Laurie retorció el cable del teléfono mientras intentaba hallar una respuesta apropiada. No tenía la más mínima intención de causarle inquietud, pero de ninguna manera deseaba hablar del asunto que dominaba sus pensamientos, especialmente cuando todavía no sabía si sus temores estaban justificados.

– ¿Sigues ahí? -preguntó Roger.

– Sigo aquí -le aseguró-. Escucha, estoy bien, de verdad. Tan pronto como me sienta dispuesta a hablar de lo que me ronda por la cabeza, lo haré. Te lo prometo. ¿Puedes aceptarlo por el momento?

– Supongo -contestó Roger sin entusiasmo-. ¿Es porque has dado positivo en las pruebas del BRCA-1?

– Indirectamente, hasta cierto punto. Por favor, Roger, no más preguntas.

– ¿Estás segura de que no quieres que nos veamos esta noche?

– Sí. Esta noche no. Te llamaré por la mañana, te lo prometo.

– De acuerdo. Estaré esperando tu llamada; pero, si cambias de opinión, estaré en casa toda la noche.

Laurie colgó y dejó descansar la mano sobre el auricular unos segundos. Se sentía culpable por causar preocupaciones a Roger, pero no estaba dispuesta a hablar con él de lo que la angustiaba.

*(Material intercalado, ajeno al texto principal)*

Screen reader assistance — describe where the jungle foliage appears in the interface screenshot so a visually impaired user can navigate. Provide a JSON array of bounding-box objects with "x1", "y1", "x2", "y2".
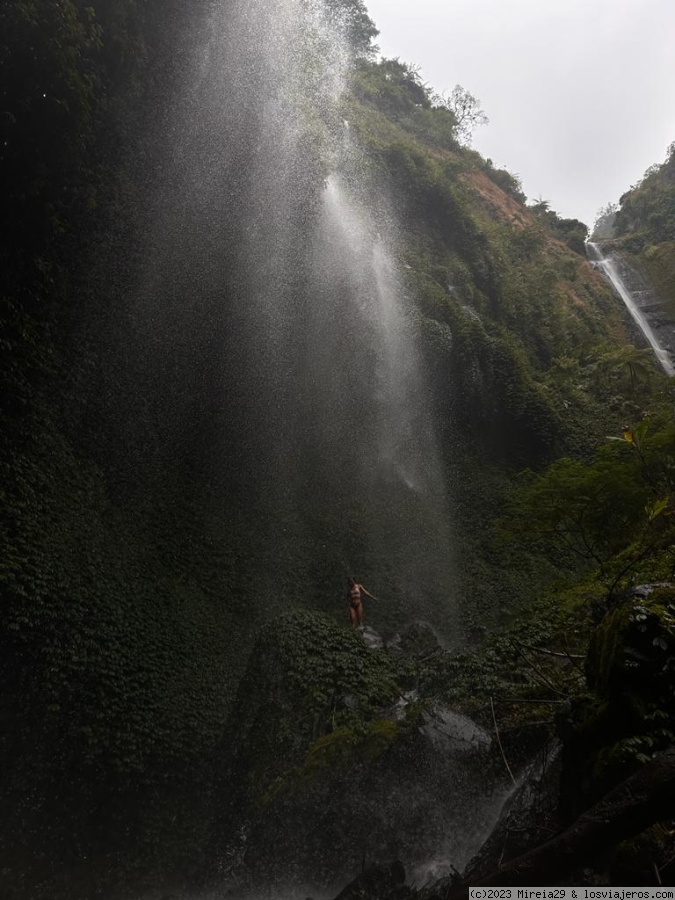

Apartándose del escritorio y poniéndose en pie, contempló la pila de nuevo material que había descargado de la base de datos del Departamento de Medicina Legal. Pensó en llevarse los papeles a casa y añadir los nombres al esquema que ya tenía, pero enseguida descartó la idea. Ya se ocuparía al día siguiente de todo aquel lío.

Con el abrigo sobre el brazo y el paraguas en la mano, Laurie apagó las luces y cerró con llave la puerta del despacho. Su siguiente destino era una farmacia, y, a continuación, su apartamento. Mientras apretaba el botón de bajada del ascensor, casi pudo sentir por anticipado la maravillosa sensación de deslizarse en una bañera llena de deliciosa agua caliente. Para ella, un baño era tanto una experiencia terapéutica como la oportunidad de lavarse.